She was a fool. Running away from them like a frightened cat. She had refused to let her tears and her sadness be seen from her friends, she didn't want to show them how heartbroken she truly was. Because Quinn never went better. Her heart had been shattered and, even with all the love and the care someone could give, her mind would still be fissured.

She had tried for years to lie to herself, to pretend to be okay and be better. She had showed to the people around her she cherished deeply for everyone, she had let it slip as a matter of fact she was a shy but gentle girl who would never anger herself.

But none of that was true. She had hidden her true self to anyone she knew would be miserable if they knew the truth. But there was always a hint of sadness mixed with ire in her heart. She couldn't - and wouldn't, forget the event of that dire day of May. It was then that her life changed for the worst, that moment she saw the depth of human cruelty. Quinn had created with the year that followed an emotional mask, one who would hide anything she saw as cruel to be shown. And it at hold until now ; if we didn't count the old Boy who had seen her as who she was for real.

Old Boy, she mused, smirking. The surname she gave for the only person who truly thought of looking underneath the underneath.

For a queer reason, when she had first met him, that name came first in her mind, as if echoing on a long time forgotten memory. But she had never met her before, as it was only two years after the destruction of the city and before, back when she was still with her parents, she never went into the forest.

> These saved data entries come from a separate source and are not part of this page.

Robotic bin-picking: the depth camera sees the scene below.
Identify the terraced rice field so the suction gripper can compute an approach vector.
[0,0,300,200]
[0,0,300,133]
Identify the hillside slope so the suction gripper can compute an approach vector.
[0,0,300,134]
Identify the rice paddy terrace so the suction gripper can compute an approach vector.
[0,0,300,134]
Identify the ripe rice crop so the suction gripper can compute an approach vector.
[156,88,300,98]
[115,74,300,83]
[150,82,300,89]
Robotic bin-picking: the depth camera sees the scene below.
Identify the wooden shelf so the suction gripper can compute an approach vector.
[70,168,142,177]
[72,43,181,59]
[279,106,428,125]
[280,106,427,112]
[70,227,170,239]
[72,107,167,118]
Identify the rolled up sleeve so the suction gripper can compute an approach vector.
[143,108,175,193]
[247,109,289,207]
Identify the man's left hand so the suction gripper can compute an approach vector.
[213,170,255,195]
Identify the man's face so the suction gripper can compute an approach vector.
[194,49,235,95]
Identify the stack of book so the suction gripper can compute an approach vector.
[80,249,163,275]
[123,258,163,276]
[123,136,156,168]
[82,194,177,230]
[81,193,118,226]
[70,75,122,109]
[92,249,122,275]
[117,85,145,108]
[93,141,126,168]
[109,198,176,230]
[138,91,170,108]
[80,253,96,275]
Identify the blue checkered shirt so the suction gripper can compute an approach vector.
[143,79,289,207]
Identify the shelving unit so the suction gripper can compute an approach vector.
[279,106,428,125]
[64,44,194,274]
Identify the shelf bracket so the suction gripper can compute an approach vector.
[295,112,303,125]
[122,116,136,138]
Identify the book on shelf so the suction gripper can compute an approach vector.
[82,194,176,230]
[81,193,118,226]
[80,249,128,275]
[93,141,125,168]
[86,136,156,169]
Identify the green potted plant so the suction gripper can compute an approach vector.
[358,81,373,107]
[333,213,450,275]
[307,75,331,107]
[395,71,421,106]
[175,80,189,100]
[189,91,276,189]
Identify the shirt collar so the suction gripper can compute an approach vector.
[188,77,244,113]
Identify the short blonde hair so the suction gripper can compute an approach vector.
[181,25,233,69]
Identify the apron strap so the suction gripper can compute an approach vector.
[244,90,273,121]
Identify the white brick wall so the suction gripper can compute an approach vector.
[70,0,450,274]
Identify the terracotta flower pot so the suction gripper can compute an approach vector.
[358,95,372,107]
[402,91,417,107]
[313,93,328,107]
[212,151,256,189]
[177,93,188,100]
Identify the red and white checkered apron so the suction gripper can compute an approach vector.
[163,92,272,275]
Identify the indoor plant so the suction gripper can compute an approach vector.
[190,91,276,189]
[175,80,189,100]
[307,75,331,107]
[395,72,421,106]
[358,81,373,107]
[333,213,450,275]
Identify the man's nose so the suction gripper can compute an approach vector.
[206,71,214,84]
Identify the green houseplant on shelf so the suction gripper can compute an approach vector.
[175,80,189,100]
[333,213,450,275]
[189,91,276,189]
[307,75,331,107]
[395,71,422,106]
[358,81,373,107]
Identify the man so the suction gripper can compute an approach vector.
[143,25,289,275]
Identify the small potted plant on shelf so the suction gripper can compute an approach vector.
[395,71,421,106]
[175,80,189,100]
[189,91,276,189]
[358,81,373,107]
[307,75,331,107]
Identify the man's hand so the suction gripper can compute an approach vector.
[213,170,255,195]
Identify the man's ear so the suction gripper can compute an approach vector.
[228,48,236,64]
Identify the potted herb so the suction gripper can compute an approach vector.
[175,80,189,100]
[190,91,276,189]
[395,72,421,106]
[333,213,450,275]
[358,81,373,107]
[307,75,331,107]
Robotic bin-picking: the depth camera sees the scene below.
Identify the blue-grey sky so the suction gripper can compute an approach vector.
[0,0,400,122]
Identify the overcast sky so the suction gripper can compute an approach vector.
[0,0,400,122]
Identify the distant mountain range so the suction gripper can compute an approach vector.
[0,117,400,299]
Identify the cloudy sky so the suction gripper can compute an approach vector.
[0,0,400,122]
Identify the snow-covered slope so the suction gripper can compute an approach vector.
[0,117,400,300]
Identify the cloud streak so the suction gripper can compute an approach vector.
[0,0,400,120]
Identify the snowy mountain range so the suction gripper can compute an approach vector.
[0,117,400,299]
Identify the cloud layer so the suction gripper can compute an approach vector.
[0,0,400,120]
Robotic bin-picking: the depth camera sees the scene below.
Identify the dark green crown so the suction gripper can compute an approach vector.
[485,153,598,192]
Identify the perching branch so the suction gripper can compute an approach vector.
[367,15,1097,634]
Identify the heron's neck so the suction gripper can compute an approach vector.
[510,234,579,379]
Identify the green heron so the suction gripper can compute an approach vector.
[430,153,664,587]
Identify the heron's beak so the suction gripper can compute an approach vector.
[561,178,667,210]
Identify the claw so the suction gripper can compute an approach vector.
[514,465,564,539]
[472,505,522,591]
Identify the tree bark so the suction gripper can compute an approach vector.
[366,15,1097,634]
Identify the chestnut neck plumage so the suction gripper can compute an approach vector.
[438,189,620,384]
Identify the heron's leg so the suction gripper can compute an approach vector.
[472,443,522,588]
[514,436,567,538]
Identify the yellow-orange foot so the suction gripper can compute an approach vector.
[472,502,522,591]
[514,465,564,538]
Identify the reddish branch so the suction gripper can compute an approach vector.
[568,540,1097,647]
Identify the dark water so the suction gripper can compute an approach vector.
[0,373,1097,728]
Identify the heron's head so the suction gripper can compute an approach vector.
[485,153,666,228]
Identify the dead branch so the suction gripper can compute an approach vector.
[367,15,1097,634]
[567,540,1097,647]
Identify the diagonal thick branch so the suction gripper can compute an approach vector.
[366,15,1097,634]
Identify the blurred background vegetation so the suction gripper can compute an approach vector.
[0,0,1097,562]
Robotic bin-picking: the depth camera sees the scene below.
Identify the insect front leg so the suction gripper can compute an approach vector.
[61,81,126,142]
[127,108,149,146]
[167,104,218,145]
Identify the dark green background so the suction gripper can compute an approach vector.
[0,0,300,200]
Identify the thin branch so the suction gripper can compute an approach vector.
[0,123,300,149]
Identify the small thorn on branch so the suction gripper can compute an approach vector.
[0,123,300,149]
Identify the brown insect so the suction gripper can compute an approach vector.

Drying with shivery hands her unstoppable tears, she tried to remember all the good memories she had from her time with her parents. Sitting down on the blossom tree, under the fuchsia leaves who flew with grace down on her amber hair, Quinn fell down into a deep sleep, rewinding her childish self and living again all the good souvenir she held preciously in her mind.

Mum and Dad was with me for my first day at school, she remembered with a smile, tears rolling even harden on her already swollen cheeks. They were so proud and happy, I can still see their faces and their smiles.

Even after surviving through so much, the look of her parents plagued her mind, looming even in her dreams or nightmares. They were always there, even after death, staying with their daughter and helping her with good thoughts in the most difficult periods of her life.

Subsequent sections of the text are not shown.